Au XIXe siècle, le château est restauré et modifié par Humbert de Wendel (1876-1954), avec des démolitions partielles en 1935 et une reconstruction dans un style néoclassique. Une aile imposante, le « Bureau Central » (souvent confondu avec les « Grands Bureaux »), est édifiée à la fin du XIXe et agrandie en 1920. Abandonné à partir de 1979, le corps central est détruit en 2007 pour raisons de sécurité. Depuis 2015, une réhabilitation partielle a permis d’y installer le siège de la communauté d’agglomération du Val de Fensch, avec un nouveau bâtiment en acier et verre reliant les ailes historiques.
Plusieurs éléments du domaine sont protégés depuis 1987, dont le colombier de 1763, les grilles d’enceinte et le grand portail. Le colombier et les grilles ont fait l’objet d’un projet de restauration dans le cadre du Loto du Patrimoine en 2018. En revanche, le « Bureau Central », bien qu’inscrit aux Monuments Historiques, reste en état de dégradation avancée, sans projet de restauration à ce jour. Le site illustre ainsi les défis de la préservation d’un patrimoine à la fois industriel, résidentiel et historique.

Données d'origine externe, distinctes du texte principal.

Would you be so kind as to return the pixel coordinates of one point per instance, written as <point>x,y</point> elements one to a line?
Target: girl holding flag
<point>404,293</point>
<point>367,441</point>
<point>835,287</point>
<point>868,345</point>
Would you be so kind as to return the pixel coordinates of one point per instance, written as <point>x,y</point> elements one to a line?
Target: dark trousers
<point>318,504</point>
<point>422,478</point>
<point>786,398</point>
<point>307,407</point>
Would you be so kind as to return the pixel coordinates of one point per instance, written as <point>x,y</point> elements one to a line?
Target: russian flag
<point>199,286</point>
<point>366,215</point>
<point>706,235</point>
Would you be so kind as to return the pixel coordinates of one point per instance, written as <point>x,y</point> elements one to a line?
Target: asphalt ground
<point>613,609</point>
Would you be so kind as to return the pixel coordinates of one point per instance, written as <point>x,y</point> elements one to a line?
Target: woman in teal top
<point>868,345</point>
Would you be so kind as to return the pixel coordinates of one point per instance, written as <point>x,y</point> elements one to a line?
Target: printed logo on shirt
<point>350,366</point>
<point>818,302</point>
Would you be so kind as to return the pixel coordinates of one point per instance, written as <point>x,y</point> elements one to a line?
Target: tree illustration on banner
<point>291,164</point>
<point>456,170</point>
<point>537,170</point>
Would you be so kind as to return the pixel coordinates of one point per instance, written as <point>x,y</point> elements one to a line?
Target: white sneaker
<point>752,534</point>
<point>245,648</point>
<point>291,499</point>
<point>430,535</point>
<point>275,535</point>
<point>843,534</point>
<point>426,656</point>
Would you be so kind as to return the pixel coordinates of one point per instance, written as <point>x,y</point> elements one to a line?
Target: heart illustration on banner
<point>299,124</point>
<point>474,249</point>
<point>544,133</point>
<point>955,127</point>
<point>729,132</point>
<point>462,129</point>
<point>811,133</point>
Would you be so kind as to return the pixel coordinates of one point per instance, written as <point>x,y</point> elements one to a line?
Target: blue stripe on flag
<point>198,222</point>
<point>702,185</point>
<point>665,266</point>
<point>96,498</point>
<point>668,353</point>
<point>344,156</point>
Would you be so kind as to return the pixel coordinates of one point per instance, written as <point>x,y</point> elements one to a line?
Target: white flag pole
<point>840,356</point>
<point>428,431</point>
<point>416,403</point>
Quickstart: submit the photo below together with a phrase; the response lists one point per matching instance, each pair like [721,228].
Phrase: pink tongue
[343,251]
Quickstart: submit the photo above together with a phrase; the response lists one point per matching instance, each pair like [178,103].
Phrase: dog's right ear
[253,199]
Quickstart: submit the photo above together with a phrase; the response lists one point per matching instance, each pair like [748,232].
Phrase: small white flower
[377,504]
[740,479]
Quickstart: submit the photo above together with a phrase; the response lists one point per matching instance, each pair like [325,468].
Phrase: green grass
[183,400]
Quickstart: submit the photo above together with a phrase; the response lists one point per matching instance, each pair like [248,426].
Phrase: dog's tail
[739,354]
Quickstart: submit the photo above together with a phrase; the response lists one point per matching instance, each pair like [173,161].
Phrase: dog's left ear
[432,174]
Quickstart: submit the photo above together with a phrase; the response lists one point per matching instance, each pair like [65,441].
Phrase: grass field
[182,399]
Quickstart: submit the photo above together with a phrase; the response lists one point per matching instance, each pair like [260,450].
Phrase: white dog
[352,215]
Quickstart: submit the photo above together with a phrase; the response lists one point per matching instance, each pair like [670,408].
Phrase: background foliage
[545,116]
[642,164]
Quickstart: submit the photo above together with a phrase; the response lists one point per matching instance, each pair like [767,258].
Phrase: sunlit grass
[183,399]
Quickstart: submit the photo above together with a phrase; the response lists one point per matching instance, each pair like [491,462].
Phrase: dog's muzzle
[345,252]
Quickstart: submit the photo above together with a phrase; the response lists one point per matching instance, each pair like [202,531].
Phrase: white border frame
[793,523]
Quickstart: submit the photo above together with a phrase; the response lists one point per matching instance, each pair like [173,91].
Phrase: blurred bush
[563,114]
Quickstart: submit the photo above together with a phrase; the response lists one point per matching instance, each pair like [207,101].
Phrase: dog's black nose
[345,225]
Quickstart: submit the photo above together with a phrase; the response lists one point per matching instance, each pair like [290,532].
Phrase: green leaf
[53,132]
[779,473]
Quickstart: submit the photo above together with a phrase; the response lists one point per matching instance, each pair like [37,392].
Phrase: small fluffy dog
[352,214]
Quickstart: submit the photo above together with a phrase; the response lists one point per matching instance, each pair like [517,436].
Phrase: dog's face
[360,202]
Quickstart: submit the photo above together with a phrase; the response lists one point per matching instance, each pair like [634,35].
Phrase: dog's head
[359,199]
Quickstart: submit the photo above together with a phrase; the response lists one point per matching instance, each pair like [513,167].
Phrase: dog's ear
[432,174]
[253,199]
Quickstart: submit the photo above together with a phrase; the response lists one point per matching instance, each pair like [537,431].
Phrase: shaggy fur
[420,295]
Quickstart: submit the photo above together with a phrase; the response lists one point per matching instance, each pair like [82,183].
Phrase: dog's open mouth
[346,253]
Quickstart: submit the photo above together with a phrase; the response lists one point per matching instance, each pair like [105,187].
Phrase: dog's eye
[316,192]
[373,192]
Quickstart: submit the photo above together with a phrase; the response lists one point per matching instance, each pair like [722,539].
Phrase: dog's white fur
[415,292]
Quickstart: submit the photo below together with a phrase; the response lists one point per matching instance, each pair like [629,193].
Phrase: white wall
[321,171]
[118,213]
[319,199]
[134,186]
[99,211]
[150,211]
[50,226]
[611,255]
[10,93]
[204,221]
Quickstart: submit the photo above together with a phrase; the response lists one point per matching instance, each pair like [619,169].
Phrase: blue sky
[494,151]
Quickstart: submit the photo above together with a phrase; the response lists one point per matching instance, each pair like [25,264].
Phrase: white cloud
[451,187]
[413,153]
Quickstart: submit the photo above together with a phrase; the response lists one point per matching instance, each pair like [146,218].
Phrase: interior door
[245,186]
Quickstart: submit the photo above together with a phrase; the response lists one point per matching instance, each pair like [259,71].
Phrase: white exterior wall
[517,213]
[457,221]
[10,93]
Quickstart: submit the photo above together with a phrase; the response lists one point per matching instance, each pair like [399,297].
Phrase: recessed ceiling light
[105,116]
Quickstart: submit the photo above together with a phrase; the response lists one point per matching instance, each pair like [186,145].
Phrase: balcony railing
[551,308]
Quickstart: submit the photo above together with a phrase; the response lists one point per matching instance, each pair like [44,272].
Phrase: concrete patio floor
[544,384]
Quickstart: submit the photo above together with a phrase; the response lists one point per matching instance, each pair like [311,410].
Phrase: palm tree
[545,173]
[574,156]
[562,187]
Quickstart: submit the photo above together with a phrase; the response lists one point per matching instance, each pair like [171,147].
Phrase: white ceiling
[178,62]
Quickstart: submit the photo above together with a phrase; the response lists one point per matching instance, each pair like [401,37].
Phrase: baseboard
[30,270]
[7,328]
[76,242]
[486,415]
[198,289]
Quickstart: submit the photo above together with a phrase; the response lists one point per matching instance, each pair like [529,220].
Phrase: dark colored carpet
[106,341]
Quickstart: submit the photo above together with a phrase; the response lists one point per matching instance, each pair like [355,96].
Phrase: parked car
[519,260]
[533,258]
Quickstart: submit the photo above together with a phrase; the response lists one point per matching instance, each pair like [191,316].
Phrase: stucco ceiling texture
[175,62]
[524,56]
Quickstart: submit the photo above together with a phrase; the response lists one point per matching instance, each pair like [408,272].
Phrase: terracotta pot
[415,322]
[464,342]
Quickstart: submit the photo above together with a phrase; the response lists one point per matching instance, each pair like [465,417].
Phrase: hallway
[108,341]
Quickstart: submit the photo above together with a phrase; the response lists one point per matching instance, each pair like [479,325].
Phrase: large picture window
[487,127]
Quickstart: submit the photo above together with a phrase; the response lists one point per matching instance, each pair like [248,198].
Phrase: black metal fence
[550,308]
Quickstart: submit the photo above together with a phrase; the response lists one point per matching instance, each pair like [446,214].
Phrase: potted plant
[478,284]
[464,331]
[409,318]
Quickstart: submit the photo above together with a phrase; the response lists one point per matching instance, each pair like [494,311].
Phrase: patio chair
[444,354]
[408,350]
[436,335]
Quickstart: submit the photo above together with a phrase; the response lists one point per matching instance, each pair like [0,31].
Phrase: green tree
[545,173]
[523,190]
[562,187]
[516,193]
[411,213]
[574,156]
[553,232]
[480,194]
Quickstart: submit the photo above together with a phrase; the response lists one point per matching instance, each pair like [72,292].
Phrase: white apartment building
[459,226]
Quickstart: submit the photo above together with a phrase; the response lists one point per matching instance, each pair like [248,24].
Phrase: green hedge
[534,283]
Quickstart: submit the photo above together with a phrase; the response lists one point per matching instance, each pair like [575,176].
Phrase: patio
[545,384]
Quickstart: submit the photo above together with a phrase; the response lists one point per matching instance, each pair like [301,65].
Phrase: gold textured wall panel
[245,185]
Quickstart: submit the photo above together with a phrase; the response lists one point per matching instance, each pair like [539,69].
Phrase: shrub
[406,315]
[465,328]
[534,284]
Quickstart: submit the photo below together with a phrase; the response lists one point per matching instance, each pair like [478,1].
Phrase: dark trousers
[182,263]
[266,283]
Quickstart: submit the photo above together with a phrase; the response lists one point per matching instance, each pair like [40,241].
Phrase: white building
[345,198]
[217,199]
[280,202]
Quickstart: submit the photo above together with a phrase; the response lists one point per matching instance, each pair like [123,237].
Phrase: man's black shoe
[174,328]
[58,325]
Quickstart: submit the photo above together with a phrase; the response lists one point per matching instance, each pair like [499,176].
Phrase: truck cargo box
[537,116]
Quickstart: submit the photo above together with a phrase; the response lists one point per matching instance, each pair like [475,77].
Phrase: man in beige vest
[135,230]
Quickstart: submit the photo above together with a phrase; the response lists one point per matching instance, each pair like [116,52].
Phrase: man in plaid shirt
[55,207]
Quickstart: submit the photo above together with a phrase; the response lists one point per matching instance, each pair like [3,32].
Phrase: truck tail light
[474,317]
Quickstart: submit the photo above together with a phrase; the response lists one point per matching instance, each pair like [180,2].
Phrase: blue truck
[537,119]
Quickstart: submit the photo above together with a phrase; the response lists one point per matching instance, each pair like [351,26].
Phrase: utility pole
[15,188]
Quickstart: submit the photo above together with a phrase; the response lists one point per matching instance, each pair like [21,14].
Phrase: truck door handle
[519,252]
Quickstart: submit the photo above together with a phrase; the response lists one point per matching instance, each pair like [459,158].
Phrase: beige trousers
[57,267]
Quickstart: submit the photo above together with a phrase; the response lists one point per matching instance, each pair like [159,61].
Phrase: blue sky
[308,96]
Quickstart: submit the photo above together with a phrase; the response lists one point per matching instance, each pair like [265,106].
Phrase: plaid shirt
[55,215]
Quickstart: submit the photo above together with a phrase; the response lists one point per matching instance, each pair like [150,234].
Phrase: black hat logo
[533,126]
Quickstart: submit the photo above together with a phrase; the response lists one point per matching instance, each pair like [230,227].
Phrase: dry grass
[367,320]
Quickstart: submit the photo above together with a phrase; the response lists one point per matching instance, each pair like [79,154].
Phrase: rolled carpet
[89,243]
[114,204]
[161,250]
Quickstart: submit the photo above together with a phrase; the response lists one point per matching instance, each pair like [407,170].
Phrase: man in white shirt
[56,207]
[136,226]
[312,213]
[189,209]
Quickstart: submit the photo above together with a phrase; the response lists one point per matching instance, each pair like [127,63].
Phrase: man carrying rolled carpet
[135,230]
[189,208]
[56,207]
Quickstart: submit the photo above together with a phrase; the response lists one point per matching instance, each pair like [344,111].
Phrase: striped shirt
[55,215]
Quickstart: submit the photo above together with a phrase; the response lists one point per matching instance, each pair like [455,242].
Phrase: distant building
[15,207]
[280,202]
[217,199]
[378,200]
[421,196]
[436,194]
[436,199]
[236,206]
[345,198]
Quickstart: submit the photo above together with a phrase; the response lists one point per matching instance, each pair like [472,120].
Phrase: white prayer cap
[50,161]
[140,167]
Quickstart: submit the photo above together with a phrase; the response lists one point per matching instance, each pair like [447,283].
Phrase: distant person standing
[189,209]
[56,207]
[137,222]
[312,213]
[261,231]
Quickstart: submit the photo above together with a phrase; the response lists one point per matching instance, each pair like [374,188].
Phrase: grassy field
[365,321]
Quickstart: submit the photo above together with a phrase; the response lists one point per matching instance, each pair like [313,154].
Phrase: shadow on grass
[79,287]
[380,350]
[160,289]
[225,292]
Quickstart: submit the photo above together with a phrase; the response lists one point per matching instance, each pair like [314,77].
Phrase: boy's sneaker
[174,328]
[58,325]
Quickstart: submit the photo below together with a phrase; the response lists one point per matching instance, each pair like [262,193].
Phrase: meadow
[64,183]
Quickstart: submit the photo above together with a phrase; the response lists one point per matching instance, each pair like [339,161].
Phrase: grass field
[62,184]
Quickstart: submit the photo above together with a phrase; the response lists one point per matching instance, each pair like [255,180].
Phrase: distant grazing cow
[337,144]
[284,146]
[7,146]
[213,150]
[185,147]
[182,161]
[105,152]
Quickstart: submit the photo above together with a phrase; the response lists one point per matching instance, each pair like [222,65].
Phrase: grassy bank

La famille Wendel, dynaste sidérurgique, a marqué l’histoire du château et de la région pendant près de 300 ans. Leur influence se reflète dans l’architecture du domaine, mêlant fonctions résidentielles, religieuses (chapelle Sainte-Trinité) et administratives (bureaux centraux). L’empreinte industrielle est visible dans la proximité immédiate des forges, soulignant le lien entre pouvoir économique et patrimoine bâti. Aujourd’hui, le site incarne à la fois la mémoire de la révolution industrielle lorraine et les enjeux contemporains de reconversion patrimoniale.